Coulomb's Law problem: Charged particles and the net electric field and force

[lydia_y620]

Homework Statement

Figure (a) shows charged particles 1 and 2 that are fixed in place on an x axis. Particle 1 has a charge with a magnitude of |q1| = 19e. Particle 3 of charge q3 = +16e is initially on the x axis near particle 2.Then particle 3 is gradually moved in the positive direction of the x axis. As a result, the magnitude of the net electrostatic force on particle 2 due to particles 1 and 3 changes. Figure (b) gives the x component of that net force as a function of the position x of particle 3. The scale of the x axis is set by xs = 1.70 m. The plot has an asymptote of F2,net = 0.8688 × 10-25 N as x → ∞. As a multiple of e and including the sign, what is the charge q2 of particle 2?

Homework Equations

F = kq₁q₂/r²

The Attempt at a Solution

As x --> ∞, the force on particle 2 comes just from particle 1, so the force from particle 1 is always 0.8688 x 10^-25 N because particles 1 and 2 are stationary.
When x = 0.85 for particle 3, the net force on particle 2 is 0, so the force from particle 1 must equal the force from particle 3.
This means that 0.8688 x 10^-25 = k(q2*16e)/0.85^2
Is this correct? Apparently my answer is incorrect after I tried solving for q2 in terms of e.

 

[haruspex]

1. Figure (a) shows charged particles 1 and 2 that are fixed in place on an x axis. Particle 1 has a charge with a magnitude of |q1| = 19e. Particle 3 of charge q3 = +16e is initially on the x axis near particle 2.Then particle 3 is gradually moved in the positive direction of the x axis. As a result, the magnitude of the net electrostatic force on particle 2 due to particles 1 and 3 changes. Figure (b) gives the x component of that net force as a function of the position x of particle 3. The scale of the x axis is set by xs = 1.70 m. The plot has an asymptote of F2,net = 0.8688 × 10-25 N as x → ∞. As a multiple of e and including the sign, what is the charge q2 of particle 2?
View attachment 112319

Homework Equations

F = kq₁q₂/r²

The Attempt at a Solution

As x --> ∞, the force on particle 2 comes just from particle 1, so the force from particle 1 is always 0.8688 x 10^-25 N because particles 1 and 2 are stationary.
When x = 0.85 for particle 3, the net force on particle 2 is 0, so the force from particle 1 must equal the force from particle 3.
This means that 0.8688 x 10^-25 = k(q2*16e)/0.85^2
Is this correct? Apparently my answer is incorrect after I tried solving for q2 in terms of e.[/B]

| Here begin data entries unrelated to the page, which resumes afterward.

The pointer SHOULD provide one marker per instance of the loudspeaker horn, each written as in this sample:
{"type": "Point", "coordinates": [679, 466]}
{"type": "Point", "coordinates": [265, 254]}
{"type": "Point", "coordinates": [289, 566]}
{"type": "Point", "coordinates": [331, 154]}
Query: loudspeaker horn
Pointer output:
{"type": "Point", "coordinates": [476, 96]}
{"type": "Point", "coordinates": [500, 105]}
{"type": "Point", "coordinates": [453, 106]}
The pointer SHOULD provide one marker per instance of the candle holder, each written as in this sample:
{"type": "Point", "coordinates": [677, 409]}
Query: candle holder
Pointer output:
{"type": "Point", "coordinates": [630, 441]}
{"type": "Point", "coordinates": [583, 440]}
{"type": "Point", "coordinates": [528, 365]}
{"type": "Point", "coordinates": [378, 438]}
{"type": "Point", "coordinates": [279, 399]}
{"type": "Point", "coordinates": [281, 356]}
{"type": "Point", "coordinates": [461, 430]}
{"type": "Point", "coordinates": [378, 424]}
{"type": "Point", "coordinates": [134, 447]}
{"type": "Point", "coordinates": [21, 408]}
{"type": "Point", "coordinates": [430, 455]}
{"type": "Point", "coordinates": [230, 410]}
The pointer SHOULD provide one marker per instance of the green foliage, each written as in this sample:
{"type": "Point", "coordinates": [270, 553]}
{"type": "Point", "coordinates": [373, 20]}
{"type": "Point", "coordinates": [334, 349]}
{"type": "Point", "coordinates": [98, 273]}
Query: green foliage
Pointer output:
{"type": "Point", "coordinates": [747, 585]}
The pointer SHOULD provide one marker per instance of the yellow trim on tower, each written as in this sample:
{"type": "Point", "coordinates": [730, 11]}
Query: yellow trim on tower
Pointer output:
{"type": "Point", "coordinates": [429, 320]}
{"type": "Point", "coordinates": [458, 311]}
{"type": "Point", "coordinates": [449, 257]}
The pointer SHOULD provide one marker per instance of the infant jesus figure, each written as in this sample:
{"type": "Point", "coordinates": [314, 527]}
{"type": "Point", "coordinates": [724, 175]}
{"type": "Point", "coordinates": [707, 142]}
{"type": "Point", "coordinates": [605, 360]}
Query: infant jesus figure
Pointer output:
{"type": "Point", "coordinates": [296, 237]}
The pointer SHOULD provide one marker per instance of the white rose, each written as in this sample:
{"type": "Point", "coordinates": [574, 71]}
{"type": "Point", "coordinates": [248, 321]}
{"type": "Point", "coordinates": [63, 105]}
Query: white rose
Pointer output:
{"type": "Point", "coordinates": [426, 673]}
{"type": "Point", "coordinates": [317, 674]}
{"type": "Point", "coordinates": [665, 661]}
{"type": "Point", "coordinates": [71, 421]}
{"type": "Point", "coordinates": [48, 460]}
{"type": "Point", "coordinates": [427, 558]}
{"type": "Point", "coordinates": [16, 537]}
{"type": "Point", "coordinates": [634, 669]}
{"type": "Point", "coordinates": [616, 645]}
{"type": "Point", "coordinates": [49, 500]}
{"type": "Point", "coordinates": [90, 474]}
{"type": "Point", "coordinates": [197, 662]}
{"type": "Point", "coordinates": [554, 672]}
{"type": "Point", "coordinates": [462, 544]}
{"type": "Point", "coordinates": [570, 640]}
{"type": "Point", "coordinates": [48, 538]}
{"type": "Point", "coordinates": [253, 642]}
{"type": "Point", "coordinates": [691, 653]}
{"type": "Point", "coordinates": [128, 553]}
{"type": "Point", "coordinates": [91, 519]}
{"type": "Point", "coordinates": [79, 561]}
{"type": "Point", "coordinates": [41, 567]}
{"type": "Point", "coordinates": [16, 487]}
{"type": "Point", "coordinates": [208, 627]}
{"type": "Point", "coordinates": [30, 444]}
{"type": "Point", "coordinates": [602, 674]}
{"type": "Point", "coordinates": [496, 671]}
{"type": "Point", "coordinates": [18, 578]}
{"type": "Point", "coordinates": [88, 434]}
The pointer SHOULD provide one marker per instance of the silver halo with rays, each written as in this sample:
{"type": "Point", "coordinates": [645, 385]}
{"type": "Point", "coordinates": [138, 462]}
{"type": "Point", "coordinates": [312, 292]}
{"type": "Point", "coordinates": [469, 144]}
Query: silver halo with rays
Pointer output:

Please post your final answer.
I note that it asks for the charge as a multiple of e, but your last equation would naturally give a multiple of 1/e.

 

[lydia_y620]

Please post your final answer.
I note that it asks for the charge as a multiple of e, but your last equation would naturally give a multiple of 1/e.

My final answer was (4.359 x 10^-37)/e, which, like you've said, doesn't make sense because it's a multiple of 1/e.

 

[haruspex]

My final answer was (4.359 x 10^-37)/e, which, like you've said, doesn't make sense because it's a multiple of 1/e.

It does make sense. It arises naturally from q₁=Fr²/(kq₂).
So express it as constant x e instead. e is a known value.

 

[NSchool2000]

The checker is not taking it as that.

 

[haruspex]

The checker is not taking it as that.

What checker is not taking what as what?